Named Entity Recognition and Parts of Speech Datasets for African Languages
Currently, the majority of existing NER datasets for African languages are automatically annotated and noisy, since the text quality for African languages is not verified—only a few African languages have human-annotated NER datasets. Likewise, the only open-source POS datasets that exist are for a small subset of languages in South Africa, and Yoruba, Naija, Wolof, and Bambara.
This project will develop a Part-of-Speech (POS) and Named Entity Recognition (NER) corpus for 20 African languages based on news data. NER is a core NLP task in information extraction, and NER systems are a requirement for numerous products from spell-checkers to localization of voice and dialogue systems, conversational agents, and information retrieval necessary to identify African names, places, and people.

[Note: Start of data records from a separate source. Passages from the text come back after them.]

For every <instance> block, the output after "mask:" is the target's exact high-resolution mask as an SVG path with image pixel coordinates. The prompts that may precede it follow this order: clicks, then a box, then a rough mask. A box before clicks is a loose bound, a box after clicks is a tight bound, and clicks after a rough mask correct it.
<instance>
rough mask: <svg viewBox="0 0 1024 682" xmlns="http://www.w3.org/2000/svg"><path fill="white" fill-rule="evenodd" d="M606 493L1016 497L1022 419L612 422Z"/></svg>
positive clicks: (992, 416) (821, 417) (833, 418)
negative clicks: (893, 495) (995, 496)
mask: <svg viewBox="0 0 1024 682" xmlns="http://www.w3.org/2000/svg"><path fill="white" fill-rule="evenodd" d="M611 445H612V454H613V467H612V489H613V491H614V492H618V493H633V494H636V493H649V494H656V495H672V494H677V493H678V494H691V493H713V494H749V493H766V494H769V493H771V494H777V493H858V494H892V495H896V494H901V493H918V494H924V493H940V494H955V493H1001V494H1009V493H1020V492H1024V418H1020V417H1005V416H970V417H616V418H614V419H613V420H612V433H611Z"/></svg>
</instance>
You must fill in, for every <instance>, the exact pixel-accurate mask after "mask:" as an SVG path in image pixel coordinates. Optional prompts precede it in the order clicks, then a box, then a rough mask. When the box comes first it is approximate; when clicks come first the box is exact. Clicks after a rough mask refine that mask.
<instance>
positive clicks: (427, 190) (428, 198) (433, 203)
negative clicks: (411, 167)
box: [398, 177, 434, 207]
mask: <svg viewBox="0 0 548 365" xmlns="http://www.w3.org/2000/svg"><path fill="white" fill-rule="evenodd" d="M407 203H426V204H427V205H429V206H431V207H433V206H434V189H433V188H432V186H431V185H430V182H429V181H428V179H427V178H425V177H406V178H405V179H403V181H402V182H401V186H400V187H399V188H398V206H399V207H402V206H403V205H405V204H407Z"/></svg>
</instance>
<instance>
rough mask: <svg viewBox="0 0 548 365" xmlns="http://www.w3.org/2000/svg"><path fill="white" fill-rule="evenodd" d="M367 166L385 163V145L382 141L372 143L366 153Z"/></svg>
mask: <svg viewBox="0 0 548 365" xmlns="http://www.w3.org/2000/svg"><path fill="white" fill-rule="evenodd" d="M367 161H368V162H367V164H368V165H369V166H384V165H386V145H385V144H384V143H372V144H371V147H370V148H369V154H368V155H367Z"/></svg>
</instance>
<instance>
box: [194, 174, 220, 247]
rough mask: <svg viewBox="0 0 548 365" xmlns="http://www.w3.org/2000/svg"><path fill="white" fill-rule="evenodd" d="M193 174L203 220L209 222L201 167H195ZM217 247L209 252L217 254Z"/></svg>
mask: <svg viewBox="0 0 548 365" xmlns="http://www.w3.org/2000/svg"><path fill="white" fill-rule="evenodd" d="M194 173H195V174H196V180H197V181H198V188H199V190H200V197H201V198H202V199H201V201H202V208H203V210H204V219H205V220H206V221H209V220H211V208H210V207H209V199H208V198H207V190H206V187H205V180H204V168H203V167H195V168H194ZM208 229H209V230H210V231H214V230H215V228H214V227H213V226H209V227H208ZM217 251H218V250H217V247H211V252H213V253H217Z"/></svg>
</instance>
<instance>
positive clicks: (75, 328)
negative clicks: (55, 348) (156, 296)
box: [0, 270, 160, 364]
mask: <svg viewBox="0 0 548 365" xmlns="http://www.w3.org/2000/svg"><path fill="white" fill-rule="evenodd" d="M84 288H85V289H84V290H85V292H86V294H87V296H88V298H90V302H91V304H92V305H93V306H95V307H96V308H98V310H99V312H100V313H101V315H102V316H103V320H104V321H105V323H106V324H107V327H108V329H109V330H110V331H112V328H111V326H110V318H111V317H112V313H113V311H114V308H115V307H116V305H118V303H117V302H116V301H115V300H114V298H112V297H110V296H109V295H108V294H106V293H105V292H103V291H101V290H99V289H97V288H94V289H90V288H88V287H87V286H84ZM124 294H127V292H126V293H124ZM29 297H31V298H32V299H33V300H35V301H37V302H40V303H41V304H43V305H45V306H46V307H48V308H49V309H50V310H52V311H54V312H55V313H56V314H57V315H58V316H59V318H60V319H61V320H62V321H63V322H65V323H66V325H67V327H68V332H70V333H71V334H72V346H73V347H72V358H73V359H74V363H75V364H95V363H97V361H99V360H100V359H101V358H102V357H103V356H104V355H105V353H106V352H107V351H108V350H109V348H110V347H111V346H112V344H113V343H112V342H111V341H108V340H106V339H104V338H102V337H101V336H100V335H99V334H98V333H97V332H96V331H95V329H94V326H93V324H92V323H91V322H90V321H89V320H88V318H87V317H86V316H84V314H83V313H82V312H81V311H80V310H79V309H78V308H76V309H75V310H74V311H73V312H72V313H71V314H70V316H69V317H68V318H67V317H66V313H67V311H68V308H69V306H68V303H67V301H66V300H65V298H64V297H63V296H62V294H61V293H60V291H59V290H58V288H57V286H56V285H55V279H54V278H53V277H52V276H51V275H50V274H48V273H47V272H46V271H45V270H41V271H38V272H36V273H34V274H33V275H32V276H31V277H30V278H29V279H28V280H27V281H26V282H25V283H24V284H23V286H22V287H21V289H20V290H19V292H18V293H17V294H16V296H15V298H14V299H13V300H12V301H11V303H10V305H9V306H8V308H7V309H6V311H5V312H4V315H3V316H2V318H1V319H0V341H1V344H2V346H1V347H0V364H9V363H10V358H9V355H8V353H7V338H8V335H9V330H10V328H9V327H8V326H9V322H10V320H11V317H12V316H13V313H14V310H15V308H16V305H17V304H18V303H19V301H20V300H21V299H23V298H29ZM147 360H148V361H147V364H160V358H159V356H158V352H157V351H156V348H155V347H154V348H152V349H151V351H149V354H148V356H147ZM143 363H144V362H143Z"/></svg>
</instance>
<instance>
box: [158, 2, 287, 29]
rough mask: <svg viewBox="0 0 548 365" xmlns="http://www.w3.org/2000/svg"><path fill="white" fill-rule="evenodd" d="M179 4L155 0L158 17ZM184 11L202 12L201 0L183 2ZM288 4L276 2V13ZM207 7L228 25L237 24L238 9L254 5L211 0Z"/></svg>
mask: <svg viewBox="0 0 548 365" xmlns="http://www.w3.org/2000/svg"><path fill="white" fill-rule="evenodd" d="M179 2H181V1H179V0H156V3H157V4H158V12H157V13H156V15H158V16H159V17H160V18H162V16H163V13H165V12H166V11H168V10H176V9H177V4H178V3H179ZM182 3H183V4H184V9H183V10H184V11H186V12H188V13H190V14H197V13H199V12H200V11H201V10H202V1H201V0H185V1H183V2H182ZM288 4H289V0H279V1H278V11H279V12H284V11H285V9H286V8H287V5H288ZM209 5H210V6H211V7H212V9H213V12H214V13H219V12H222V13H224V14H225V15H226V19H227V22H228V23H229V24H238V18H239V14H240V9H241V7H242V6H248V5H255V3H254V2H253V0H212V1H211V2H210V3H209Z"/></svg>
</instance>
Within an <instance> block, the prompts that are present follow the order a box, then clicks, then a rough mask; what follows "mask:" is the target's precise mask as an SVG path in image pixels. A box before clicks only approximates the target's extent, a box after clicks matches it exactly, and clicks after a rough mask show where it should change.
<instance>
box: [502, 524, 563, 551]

Open Source Datasets for Local Ghanaian Languages: A Case for Twi and Ga
This project will develop a new speech dataset that makes it possible for Twi (Asante, Akuapim, Fante dialects) and Ga speakers in Ghana with low English literacy to access digital financial services in their native language. Access to digital financial services will serve as the immediate use case—however, the bulk of the collected data will be additionally useful for other purposes. The team will build a phonetically balanced speech corpus (with transcriptions and rough English translations) that is focused on the financial domain, and since the speech corpus will be phonetically balanced, it should be useful in acoustic modeling for use cases beyond accessing digital financial services.